Monday, June 22, 2015

A new class of anti-aging drugs that selectively kill senescent cells.

From  Brian Ray in the Editor's Choice section of the June 5 issue of Science, another approach to life-extension drugs (and, to possibly curb your enthusiasm about the desirability of such anti-aging efforts, also have a look at "What Happens When We All Live to 100?" in The Atlantic Magazine). :
As organisms age, they accumulate cells that can no longer proliferate. Such cells— termed “senescent”—persist and appear to promote aging by producing and secreting a variety of proteins. Zhu et al. tested whether drugs that inhibit cellular signaling pathways that make senescent cells resistant to stress and cell death could deplete senescent cells in mice. A combination of two drugs that inhibit such pathways selectively killed senescent cells in vitro, improved heart and vascular function in aging mice, and improved symptoms in a mouse model of accelerated aging. Although pinpointing the relevant targets of these drugs is difficult, the studies indicate that selectively targeting senescent cells with small molecules may be feasible.

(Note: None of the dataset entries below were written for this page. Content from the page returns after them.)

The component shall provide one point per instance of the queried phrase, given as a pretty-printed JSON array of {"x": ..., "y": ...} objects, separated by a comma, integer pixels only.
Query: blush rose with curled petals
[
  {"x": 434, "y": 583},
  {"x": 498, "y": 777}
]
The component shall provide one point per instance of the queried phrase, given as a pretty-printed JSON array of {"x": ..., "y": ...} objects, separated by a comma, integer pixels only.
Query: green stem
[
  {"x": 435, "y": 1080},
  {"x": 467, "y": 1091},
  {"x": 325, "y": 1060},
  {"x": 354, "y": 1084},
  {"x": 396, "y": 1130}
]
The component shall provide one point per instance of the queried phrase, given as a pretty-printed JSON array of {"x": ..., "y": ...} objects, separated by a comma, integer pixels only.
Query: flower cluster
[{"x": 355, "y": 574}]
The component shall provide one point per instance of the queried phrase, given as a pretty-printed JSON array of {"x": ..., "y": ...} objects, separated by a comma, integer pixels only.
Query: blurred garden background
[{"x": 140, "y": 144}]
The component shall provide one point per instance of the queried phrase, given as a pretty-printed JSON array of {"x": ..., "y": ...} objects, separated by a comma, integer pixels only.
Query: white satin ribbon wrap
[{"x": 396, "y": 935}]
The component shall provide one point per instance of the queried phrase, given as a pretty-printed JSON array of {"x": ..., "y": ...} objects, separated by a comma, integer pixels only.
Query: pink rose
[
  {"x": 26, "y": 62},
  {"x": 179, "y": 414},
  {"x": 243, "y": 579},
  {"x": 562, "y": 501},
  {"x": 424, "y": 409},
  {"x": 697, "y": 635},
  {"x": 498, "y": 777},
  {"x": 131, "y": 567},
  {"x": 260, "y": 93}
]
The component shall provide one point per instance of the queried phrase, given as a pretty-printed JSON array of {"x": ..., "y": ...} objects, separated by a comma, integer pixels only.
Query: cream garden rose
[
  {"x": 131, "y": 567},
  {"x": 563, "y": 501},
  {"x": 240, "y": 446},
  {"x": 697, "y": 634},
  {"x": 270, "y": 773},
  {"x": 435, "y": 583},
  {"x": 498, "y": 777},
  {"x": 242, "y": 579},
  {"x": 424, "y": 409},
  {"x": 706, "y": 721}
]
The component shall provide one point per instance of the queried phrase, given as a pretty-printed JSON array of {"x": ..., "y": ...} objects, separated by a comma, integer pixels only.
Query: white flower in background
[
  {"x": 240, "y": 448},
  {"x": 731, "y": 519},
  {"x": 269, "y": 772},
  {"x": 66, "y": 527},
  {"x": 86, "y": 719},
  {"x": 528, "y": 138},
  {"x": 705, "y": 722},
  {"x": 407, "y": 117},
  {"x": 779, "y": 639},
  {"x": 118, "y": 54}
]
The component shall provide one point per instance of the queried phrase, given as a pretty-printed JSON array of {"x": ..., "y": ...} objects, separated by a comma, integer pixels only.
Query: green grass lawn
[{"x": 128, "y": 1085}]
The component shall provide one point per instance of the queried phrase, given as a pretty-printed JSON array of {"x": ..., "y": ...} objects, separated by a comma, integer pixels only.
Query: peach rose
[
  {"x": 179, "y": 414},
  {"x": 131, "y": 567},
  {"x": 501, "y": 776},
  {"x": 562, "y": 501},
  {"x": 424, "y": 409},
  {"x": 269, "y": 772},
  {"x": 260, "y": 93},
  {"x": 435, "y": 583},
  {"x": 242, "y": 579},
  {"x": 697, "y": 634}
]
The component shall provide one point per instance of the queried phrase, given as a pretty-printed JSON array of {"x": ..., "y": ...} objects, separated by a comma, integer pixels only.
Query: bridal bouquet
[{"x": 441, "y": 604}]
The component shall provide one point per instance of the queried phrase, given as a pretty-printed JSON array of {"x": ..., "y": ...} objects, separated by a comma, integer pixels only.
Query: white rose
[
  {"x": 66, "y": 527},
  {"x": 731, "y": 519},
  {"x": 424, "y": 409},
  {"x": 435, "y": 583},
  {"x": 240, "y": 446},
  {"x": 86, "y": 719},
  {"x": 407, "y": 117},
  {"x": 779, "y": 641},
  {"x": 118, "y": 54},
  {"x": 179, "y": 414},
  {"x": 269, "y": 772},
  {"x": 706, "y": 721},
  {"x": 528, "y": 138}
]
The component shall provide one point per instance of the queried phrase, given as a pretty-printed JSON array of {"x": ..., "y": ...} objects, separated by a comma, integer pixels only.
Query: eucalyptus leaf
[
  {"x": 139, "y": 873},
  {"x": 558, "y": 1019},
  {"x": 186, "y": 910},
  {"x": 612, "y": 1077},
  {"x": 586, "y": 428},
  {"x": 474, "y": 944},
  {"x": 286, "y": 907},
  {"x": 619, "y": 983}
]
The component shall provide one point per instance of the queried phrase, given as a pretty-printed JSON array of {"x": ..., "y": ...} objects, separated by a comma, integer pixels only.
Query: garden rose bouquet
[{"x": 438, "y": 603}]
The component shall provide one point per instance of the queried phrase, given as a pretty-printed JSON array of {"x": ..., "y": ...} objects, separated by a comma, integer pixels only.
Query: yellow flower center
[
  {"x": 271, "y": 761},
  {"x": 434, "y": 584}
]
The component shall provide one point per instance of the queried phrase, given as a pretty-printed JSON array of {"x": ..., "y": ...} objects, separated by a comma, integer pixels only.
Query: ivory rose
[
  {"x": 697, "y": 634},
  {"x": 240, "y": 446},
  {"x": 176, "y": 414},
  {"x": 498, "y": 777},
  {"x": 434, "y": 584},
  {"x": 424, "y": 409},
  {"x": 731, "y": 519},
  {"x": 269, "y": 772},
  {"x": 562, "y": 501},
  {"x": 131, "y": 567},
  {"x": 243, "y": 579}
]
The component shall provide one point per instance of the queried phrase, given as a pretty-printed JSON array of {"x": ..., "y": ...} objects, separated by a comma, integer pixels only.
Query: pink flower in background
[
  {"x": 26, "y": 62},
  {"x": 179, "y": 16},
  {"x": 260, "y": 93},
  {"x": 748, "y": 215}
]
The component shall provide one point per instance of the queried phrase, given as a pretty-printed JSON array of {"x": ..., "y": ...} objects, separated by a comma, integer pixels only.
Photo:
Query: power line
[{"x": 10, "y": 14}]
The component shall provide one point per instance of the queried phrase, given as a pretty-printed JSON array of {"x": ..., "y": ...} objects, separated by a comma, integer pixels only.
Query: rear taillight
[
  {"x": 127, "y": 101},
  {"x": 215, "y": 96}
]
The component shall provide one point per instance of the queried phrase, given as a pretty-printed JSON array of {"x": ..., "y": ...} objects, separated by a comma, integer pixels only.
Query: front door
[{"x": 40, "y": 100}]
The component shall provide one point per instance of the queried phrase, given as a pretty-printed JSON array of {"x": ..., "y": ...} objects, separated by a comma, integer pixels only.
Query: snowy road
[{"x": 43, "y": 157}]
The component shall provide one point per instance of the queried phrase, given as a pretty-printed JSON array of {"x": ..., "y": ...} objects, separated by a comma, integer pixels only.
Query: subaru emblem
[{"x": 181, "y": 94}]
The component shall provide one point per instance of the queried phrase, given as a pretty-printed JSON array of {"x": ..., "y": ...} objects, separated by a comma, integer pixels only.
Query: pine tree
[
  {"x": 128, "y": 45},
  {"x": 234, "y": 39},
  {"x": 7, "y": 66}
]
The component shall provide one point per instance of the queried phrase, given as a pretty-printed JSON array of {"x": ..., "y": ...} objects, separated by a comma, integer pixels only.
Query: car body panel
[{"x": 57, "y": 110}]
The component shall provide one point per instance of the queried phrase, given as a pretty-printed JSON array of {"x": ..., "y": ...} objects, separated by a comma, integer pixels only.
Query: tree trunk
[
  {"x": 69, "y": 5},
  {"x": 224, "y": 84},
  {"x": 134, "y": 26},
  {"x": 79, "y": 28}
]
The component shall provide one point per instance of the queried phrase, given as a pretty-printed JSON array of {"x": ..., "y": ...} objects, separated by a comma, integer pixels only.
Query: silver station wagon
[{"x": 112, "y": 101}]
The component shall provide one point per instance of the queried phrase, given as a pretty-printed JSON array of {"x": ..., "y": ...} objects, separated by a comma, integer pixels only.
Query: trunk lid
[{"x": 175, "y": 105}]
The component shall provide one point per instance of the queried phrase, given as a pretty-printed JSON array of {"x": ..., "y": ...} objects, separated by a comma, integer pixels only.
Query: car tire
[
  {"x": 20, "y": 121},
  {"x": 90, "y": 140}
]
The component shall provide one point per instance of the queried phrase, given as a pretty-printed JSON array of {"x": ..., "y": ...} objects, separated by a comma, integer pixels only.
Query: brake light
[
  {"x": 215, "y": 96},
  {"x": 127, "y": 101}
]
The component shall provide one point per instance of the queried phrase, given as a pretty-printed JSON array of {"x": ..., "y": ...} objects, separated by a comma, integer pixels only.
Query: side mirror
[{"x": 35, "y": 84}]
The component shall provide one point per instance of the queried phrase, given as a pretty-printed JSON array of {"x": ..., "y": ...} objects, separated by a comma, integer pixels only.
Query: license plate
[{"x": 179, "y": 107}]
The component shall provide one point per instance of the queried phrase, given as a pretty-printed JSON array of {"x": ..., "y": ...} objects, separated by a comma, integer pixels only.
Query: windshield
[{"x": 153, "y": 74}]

The Zhu et al. technical abstract:
The healthspan of mice is enhanced by killing senescent cells using a transgenic suicide gene. Achieving the same using small molecules would have a tremendous impact on quality of life and the burden of age-related chronic diseases. Here, we describe the rationale for identification and validation of a new class of drugs termed senolytics, which selectively kill senescent cells. By transcript analysis, we discovered increased expression of pro-survival networks in senescent cells, consistent with their established resistance to apoptosis. Using siRNA to silence expression of key nodes of this network, including ephrins (EFNB1 or 3), PI3Kδ, p21, BCL-xL, or plasminogen-activated inhibitor-2, killed senescent cells, but not proliferating or quiescent, differentiated cells. Drugs targeting these same factors selectively killed senescent cells. Dasatinib eliminated senescent human fat cell progenitors, while quercetin was more effective against senescent human endothelial cells and mouse BM-MSCs. The combination of dasatinib and quercetin was effective in eliminating senescent MEFs. In vivo, this combination reduced senescent cell burden in chronologically aged, radiation-exposed, and progeroid Ercc1−/Δ mice. In old mice, cardiac function and carotid vascular reactivity were improved 5 days after a single dose. Following irradiation of one limb in mice, a single dose led to improved exercise capacity for at least 7 months following drug treatment. Periodic drug administration extended healthspan in Ercc1−/Δ mice, delaying age-related symptoms and pathology, osteoporosis, and loss of intervertebral disk proteoglycans. These results demonstrate the feasibility of selectively ablating senescent cells and the efficacy of senolytics for alleviating symptoms of frailty and extending healthspan.